The Lambda function fetches all EBS snapshots owned by the account in a specified target region and checks if each snapshot’s associated volume (if any) is attached to an active instance. If a snapshot is stale (i.e., its volume is deleted or unattached), the function deletes it, optimizing storage costs by removing unnecessary snapshots.


import boto3
import os

# Specify the target region where your EC2 resources are located
TARGET_REGION = 'us-east-1'  # Replace 'us-east-1' with the correct region

# Initialize EC2 client in the target region
ec2 = boto3.client('ec2', region_name=TARGET_REGION)

def lambda_handler(event, context):
    # Get all EBS snapshots in the specified region
    response = ec2.describe_snapshots(OwnerIds=['self'])
    print(f"Total snapshots found: {len(response['Snapshots'])}")

    # Iterate through each snapshot
    for snapshot in response['Snapshots']:
        snapshot_id = snapshot['SnapshotId']
        volume_id = snapshot.get('VolumeId')
        print(f"Checking snapshot: {snapshot_id}, Volume ID: {volume_id}")

        if not volume_id:
            # Delete the snapshot if it's not attached to any volume
            ec2.delete_snapshot(SnapshotId=snapshot_id)
            print(f"Deleted EBS snapshot {snapshot_id} as it was not attached to any volume.")
        else:
            # Check if the volume still exists
            try:
                volume_response = ec2.describe_volumes(VolumeIds=[volume_id])
                if not volume_response['Volumes'][0]['Attachments']:
                    # Delete snapshot if volume exists but is not attached to a running instance
                    ec2.delete_snapshot(SnapshotId=snapshot_id)
                    print(f"Deleted EBS snapshot {snapshot_id} as it was taken from a volume not attached to any running instance.")
                else:
                    print(f"Volume {volume_id} is still attached; skipping snapshot {snapshot_id}.")
            except ec2.exceptions.ClientError as e:
                if e.response['Error']['Code'] == 'InvalidVolume.NotFound':
                    # Delete snapshot if associated volume is not found
                    ec2.delete_snapshot(SnapshotId=snapshot_id)
                    print(f"Deleted EBS snapshot {snapshot_id} as its associated volume was not found.")
                else:
                    # Log other errors
                    print(f"Error processing snapshot {snapshot_id}: {e}")

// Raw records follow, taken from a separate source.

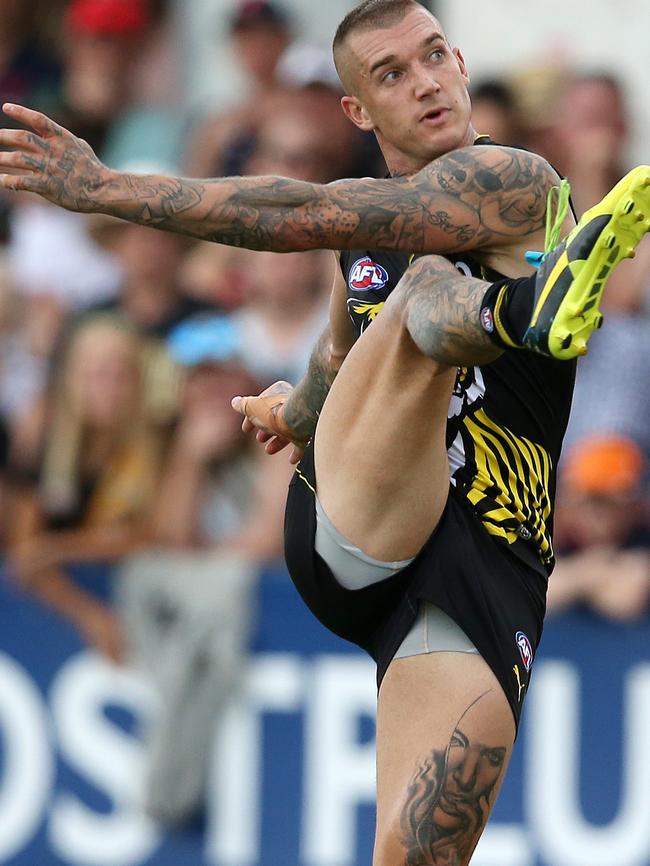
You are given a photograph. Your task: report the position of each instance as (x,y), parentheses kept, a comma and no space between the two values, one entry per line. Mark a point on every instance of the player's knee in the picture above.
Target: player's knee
(416,840)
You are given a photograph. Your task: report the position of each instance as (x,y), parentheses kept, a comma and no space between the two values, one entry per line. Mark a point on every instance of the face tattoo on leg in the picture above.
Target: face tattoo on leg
(449,800)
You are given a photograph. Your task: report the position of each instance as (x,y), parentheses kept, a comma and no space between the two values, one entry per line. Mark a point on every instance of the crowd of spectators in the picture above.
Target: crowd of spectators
(122,345)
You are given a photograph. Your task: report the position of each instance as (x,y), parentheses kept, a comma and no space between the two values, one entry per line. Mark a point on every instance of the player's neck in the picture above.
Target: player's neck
(404,165)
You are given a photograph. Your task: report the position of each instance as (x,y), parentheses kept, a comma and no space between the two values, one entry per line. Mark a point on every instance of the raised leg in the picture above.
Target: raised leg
(380,445)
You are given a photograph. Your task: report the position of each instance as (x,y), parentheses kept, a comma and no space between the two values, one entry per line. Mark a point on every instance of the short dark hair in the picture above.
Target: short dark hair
(371,14)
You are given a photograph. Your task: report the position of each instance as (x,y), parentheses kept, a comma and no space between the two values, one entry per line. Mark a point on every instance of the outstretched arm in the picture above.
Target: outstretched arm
(468,199)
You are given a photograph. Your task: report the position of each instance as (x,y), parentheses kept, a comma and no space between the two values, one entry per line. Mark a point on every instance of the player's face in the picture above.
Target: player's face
(411,90)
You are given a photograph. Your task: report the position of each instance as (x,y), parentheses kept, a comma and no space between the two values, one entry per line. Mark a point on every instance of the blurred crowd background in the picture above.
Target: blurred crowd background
(133,506)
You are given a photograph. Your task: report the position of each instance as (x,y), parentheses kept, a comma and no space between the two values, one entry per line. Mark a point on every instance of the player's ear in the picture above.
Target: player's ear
(461,63)
(354,110)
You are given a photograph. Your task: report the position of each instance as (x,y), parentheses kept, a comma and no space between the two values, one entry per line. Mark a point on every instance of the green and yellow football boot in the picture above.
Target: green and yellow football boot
(572,275)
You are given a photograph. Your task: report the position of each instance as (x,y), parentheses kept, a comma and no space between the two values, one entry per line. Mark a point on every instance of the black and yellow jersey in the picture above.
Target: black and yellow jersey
(506,419)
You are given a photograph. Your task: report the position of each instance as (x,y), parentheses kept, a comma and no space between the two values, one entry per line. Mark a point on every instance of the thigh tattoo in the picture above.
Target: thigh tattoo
(449,799)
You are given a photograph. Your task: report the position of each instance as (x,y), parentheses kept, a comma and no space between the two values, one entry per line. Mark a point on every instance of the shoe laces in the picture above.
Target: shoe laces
(558,201)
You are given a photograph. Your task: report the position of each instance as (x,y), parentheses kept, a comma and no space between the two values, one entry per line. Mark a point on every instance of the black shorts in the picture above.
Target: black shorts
(495,598)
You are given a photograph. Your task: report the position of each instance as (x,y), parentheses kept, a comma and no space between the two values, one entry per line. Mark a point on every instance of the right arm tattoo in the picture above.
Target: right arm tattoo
(302,409)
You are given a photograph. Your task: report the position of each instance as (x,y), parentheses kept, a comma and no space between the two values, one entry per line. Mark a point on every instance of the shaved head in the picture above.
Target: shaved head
(369,15)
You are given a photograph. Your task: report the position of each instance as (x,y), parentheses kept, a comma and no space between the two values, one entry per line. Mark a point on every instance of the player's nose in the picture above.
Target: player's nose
(425,82)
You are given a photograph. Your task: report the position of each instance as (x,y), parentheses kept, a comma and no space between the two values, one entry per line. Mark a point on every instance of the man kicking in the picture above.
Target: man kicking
(450,368)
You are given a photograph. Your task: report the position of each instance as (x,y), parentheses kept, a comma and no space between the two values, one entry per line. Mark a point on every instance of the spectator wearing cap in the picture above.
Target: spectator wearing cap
(603,530)
(259,32)
(103,39)
(216,490)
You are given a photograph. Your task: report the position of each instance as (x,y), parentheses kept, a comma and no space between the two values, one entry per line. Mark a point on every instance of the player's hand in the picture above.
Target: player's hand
(48,160)
(265,414)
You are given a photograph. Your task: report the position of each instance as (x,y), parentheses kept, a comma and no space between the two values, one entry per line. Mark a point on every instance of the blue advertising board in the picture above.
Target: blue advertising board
(292,771)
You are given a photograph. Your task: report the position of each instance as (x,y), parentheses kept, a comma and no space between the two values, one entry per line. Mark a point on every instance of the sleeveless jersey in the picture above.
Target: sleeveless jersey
(506,419)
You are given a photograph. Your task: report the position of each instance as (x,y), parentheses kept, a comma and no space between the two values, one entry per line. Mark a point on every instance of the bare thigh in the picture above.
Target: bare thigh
(444,738)
(380,449)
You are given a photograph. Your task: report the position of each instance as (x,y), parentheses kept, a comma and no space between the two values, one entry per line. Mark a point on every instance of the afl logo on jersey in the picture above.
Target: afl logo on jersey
(366,275)
(525,649)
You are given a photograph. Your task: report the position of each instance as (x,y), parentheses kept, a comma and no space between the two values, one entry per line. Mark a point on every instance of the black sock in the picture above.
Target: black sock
(506,311)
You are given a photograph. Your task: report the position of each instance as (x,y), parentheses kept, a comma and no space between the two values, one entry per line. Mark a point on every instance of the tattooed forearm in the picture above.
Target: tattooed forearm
(462,200)
(448,802)
(303,407)
(442,313)
(469,198)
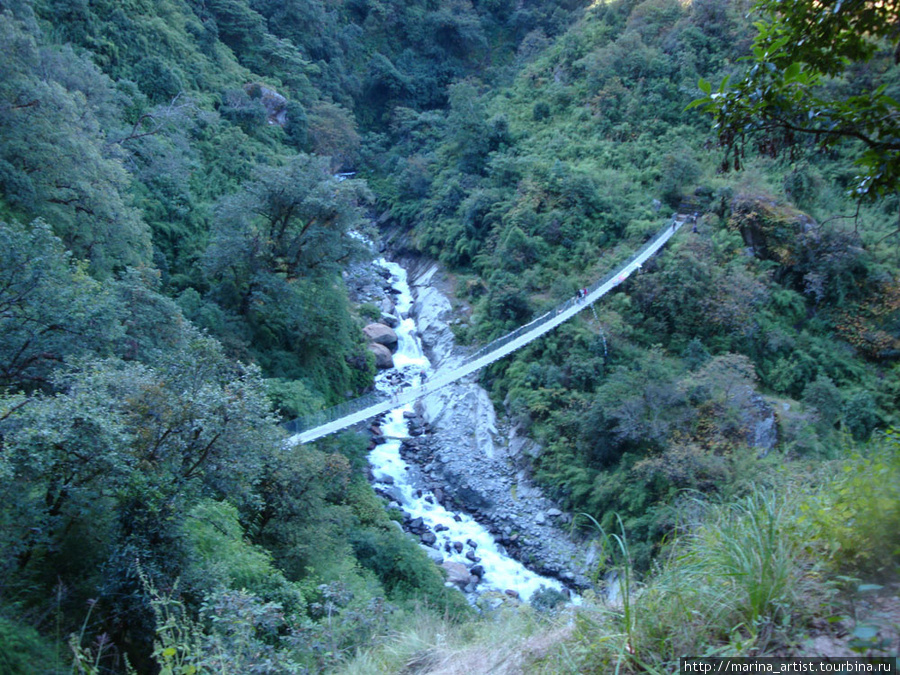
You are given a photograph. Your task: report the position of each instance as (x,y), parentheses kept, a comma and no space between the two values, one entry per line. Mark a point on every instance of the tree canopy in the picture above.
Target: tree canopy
(792,90)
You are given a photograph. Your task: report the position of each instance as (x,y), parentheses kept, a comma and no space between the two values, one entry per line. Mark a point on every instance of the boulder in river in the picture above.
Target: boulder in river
(380,334)
(383,358)
(457,573)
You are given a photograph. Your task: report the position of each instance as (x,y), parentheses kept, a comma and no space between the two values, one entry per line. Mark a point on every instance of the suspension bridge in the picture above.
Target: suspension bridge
(332,420)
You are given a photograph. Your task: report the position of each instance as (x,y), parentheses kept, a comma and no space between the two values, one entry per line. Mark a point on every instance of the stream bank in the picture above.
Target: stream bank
(464,456)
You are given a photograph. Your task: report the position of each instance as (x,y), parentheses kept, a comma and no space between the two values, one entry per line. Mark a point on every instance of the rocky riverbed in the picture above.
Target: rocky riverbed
(469,458)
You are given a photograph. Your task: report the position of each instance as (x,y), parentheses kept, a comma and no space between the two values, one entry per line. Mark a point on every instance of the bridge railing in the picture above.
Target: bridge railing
(322,417)
(548,316)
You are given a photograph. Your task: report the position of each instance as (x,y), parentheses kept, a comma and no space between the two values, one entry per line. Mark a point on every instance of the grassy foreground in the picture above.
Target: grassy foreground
(762,574)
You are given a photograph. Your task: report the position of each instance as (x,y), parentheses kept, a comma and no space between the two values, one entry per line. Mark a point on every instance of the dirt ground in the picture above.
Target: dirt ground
(868,625)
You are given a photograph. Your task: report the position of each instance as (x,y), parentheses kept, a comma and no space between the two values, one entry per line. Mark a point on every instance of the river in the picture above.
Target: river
(458,538)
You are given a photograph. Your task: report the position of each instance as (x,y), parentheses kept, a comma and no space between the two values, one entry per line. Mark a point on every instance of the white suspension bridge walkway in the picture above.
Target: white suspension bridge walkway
(358,410)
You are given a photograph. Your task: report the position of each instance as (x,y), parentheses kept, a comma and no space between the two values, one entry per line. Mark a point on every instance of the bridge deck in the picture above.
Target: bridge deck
(504,346)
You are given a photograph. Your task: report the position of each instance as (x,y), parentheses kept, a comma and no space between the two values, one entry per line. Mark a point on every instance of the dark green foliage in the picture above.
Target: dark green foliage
(163,222)
(22,650)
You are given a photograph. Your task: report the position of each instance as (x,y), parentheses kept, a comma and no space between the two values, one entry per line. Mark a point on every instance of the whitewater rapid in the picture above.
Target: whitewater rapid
(393,475)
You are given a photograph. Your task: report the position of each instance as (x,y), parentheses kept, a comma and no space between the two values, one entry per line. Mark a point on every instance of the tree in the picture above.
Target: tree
(792,90)
(55,161)
(50,309)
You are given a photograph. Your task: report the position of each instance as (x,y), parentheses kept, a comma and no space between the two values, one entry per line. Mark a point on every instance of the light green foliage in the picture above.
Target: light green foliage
(855,510)
(785,95)
(219,557)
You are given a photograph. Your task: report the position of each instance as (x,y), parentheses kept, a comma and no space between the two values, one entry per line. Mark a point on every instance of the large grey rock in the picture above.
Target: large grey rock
(433,313)
(760,423)
(457,573)
(380,334)
(383,357)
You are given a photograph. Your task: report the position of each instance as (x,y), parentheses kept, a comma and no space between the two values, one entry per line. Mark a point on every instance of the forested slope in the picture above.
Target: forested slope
(780,300)
(173,239)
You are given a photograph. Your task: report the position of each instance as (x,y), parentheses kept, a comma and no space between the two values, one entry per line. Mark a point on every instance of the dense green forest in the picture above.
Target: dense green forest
(173,242)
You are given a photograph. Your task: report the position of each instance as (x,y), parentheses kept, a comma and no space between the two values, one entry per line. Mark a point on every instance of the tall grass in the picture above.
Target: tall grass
(740,584)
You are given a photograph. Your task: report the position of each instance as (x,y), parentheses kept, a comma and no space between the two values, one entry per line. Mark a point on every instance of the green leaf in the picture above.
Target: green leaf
(791,72)
(865,588)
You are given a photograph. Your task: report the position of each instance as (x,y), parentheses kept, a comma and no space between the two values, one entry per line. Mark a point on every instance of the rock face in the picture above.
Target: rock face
(275,103)
(432,311)
(383,357)
(759,420)
(380,334)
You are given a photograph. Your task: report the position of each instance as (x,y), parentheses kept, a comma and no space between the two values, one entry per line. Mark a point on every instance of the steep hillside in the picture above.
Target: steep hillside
(174,240)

Here’s a structured flow diagram for the Lambda Function to Clean Up EBS Snapshots that targets a specified AWS region:


1. Lambda Function Triggered
   |
   V
2. Initialize EC2 Client in Target Region
   |
   V
3. Retrieve All EBS Snapshots (Owned by Account) in Target Region
   |
   V
4. Iterate Through Each Snapshot
   |
   |    A. Get Snapshot ID and Associated Volume ID
   |
   |    B. If No Volume ID:
   |       - Delete Snapshot (Not Attached to Any Volume)
   |
   |    C. If Volume ID Exists:
   |       - Check if Volume Still Exists
   |       |
   |       |    i. If Volume Exists but Has No Attachments:
   |       |       - Delete Snapshot (Volume Not Attached to Any Instance)
   |       |
   |       |    ii. If Volume Not Found (Error Code 'InvalidVolume.NotFound'):
   |       |       - Delete Snapshot (Volume Deleted)
   |       |
   |       |    iii. If Volume Exists and Has Attachments:
   |       |       - Skip Deletion (Volume is Attached to an Instance)
   |
   V
5. End of Snapshot Iteration
   |
   V
6. Function Completes

List of snapshots are available:

Step-1: Create a Lambda Function with Python Runtime

Changed the Timeout to 10 sec:

Add the python script code which handles the requirement and deploy the function:

Create a manual test event to run the lambda function. (Note: You can use the Cloud Watch for creating an event to do this job.

Creating a manual test for Lambda function:

If you test this function without required IAM permissions, it will get failed:

We need to add the following permissions to the existing IAM Role to execute this function:

ec2:DescribeSnapshots: Allows listing of snapshots owned by the account.
ec2:DescribeVolumes: Allows the function to verify if a volume associated with a snapshot still exists.
ec2:DescribeInstances: Allows the function to retrieve details of running EC2 instances.
ec2:DeleteSnapshot: Allows the function to delete snapshots that are no longer in use.